The remains of servicemen of the Soviet Army and people from the Second World War period will be reburied from the Field of Mars on Mechnikova Street. This decision was taken by the executive committee of the Lviv City Council.
The Memorial Complex of Heroes of Ukraine will be set up at this place, in memory of the Ukrainian soldiers who gave their lives for the Independence of Ukraine.
“The field of Mars is a monument of history since 1972. Officially, it is believed that soldiers who died during the Second World War are buried here. However, most of them died in the period from 1944 to 1950 during punitive operations of the NKVD against Ukrainians in Galicia.
The architectural solution of the memorial is alternating strips of black and red granite, which should symbolize the “Georgian” ribbon. It is obvious that such symbols cannot exist now and be next to the burials of tortured victims of Zamarstiniv prison, UPA soldiers and the newest heroes.
We are preparing an architectural competition for the new Memorial project, which will cover the entire territory of the military cemetery,” says Lilia Onishchenko, head of the historical environment protection department.
Consultations with architects are currently ongoing regarding the terms of reference for the competition for the best project of the Heroes of Ukraine Memorial Complex.
“We are talking about changing the entire territory of the Field of Mars. This will be a new element of memorial architecture. In the developed preliminary concept of the Memorial, we envisage military burials of Heroes of Ukraine, a memorial park and a memorial square. It should be a place of silence and reflection,” noted the chief architect of Lviv, Anton Kolomeytsev.
The executive committee also determined the order and procedure for obtaining relevant permits from state authorities, and determining the very month of reburial for Soviet servicemen.
Historical reference
The territory of the current Lychakiv Military Cemetery (Marsovoy Pole), namely its upper western part, was occupied by the Austrian Military Cemetery after the First World War, which extended to modern Cheremshina Street. There is still a preserved brick gate of the Austrian military cemetery on this street. Soldiers of the Austrian army and Ukrainian Sich Riflemen were buried in a part of the Austrian military cemetery. After the exhumation, 44 individual and 23 group graves were made from 111 graves of the Ukrainian Sich Riflemen.
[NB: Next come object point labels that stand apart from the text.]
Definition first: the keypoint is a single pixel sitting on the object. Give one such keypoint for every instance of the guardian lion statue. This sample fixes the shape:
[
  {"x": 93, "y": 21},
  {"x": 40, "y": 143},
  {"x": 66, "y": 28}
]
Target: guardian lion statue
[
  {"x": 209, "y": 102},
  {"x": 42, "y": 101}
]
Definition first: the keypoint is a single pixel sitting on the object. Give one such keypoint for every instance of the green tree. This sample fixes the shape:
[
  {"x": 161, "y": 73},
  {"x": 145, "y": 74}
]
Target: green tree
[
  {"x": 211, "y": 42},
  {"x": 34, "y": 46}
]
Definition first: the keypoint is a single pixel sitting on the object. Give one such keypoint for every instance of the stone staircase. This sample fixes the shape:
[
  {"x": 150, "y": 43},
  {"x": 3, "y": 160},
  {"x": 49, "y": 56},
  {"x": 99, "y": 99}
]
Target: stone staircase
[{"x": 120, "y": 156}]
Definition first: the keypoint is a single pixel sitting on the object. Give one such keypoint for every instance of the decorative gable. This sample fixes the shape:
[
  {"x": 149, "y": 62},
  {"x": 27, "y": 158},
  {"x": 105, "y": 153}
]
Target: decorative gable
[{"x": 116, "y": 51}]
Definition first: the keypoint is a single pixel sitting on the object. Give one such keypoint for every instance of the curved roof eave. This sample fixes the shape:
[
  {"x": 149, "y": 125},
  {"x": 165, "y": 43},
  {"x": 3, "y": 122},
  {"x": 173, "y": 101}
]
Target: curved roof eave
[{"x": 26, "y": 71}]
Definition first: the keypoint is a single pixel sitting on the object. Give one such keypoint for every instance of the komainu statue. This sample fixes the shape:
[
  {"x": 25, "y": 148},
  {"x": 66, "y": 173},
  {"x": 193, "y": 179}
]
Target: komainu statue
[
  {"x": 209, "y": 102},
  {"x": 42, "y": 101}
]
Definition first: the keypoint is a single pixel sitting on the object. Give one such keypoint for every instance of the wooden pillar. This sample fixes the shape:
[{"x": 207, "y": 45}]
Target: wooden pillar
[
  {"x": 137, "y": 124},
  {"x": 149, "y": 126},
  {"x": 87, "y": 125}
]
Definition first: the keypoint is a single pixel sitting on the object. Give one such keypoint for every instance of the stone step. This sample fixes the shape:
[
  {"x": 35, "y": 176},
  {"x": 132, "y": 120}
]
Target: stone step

These burials were moved to another section of the Austrian cemetery, which was previously located on the territory of the modern 82nd field of the Lychakiv cemetery (next to the still-preserved grave of Pavlo Liskevich, a member of the UGA).
In the western part of the former Austrian military cemetery there was also a private garden of the Bodnar family. In June 1941, the Bolsheviks took the garden. There they carried out mass executions of people. In 1946–1947, the Bolsheviks razed and dug up the Austrian military cemetery, and civilian and military burials were arranged in its place. Civil burials began here in 1946. Later, the Austrian military cemetery was joined to Lychakivskoye and formed the 82nd field, which was divided into separate plots.
Then, at the military cemetery for Red Army soldiers, 3,491 people were buried together with NKVD soldiers. According to the registration book, they include 1,252 Soviet soldiers who were buried between 1945 and 1950. According to archival data, military divisions of the NKVD, which fought in the Lviv region with units of the Ukrainian Insurgent Army, were buried in this cemetery, next to soldiers of the Soviet Army who died of wounds in Lviv hospitals. These persons were also involved in mass repressions against the local population.
In 1974, a cemetery of Red Army soldiers (Lychakiv Military Cemetery) was laid on the Field of Mars according to the project of architects Andriy Shulyar, Vasyl Kamenshchyk and sculptor Volodymyr Boyk. Under the black granite slabs, which are located on both sides of the main avenue, soldiers of the Red Army are reburied. Inscriptions with the names of the fallen on the slabs are mostly without dates of life, only the first few graves have dates of death. Perhaps because most of the years of death fell on 1945-1950 and did not coincide with the Second World War, the Communist Party decided not to write them on the granite slabs of the war memorial.